Fortunately, that they did, we saw many shows that made us confident that London still has an abundance of talent at its core. There were several standout SS18 collections but our favourites included the likes of Bobby Abley, John Lawrence Sullivan, E. Tautz, Qasimi, Wan Hung, Maison Mihara Yasuhiro, Astrid Anderson, Xander Zhou, Topman, Berthold and Edward Crutchley. As for the trends that are set to take over come our Spring/Summer 18 wardrobes, designers gave us plenty to choose from. Here is a breakdown of some of the biggest menswear trends for SS18,
This season it was all about the stripes, brands were showing vertical stripes in virtually every collection we saw. Stripes made an appearance at shows like E Tautz, Qasimi, Topman, Maison Mihara Yasuhiro and John Lawrence Sullivan. Brands kept playful with the pattern, mixing it with bolder colours or contrasting it with smaller stripes. E Tautz showcased a louche cream and navy pinstripe safari jacket, while Qasimi displayed broken up stripes on a navy and claret summer blouson.
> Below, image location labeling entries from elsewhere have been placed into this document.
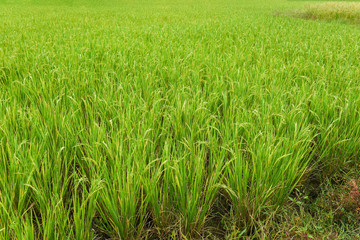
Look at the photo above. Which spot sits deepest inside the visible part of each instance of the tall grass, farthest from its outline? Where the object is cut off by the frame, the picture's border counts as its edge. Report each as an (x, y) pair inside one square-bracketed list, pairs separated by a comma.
[(167, 120)]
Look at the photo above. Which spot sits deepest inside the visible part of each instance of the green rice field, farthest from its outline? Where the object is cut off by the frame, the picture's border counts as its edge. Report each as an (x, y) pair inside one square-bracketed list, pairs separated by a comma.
[(170, 119)]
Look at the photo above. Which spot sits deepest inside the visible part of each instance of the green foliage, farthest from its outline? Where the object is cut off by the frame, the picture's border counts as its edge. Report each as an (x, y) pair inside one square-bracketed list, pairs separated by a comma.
[(157, 119)]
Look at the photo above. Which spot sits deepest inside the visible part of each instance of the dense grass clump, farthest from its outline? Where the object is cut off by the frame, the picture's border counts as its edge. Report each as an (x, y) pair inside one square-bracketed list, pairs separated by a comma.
[(169, 120)]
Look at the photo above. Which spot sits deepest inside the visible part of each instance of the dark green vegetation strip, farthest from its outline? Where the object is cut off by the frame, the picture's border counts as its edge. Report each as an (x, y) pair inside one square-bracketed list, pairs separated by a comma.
[(167, 120)]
Demin can back this season in a big way on the London catwalks with brands playing with silhouettes, cut and materials. One of the highlights being, Alex Mullins, who showed a semi cropped Demin jacket with enlarged sleeves paired with matching high waisted trousers. At Maison Mihara Yasuhiro we saw a ‘Black Mirror’ inspired collection bringing bold distressed denim pieces to the SS18 season, one of the pieces being an oversized black denim jacket covered with hashtags and patches emulating modern and retro digital motifs.
Head to Toe Tones were also all the rage on the catwalks of London, with brands such as Oliver Spencer, Berthold and Zander Zhou all showing one tone looks. The trend was shown using bold summer tones, with Berthold reaching for a bright yellow head to toe look and Oliver Spencer sticking to more modest strawberry pink top to bottom look.
British designers were loving Metallic this season, the material was spotted in several shows and presentations in London. Metallic trends were seen from like Topman, Wan Hung, Harry Xu and Xander Zhou with the material on outerwear all the way to the SS18 accessories. Xander Zhou opted for a statement silver/gold oversized coat, while Harry XU showed metallic cross bags and orange/gold jumpsuit.
When it comes to the Genderless trend, the Brits have always been ahead of the times and this season designers showed us why. We saw male models in androgynous clothing, with brands like Edward Crutchley, John Lawrence Sullivan, Bobby Abley, Astrid Andersen, Charles Jeffrey Loverboy, blurring the lines of gender. Bobby Abley took the limelight with their Teletubbies inspired show, having male models in long mid fringed skirts and crop tops. Charles Jeffrey Loverboy went for more poetic/artistic approach having costume-like garments, the brands had male models walking the runway in dress coats and feminine silhouettes.
In review, we are not sure whether these issues surrounding London Men’s Fashion Week will persist. Right now, London is hanging by a thread and any further setbacks could cause some major damage to the fashion capital’s reputation. We all know fashion is unforgiving even to the best of us, but we know London can make a comeback and return to the top of the fashion leader board.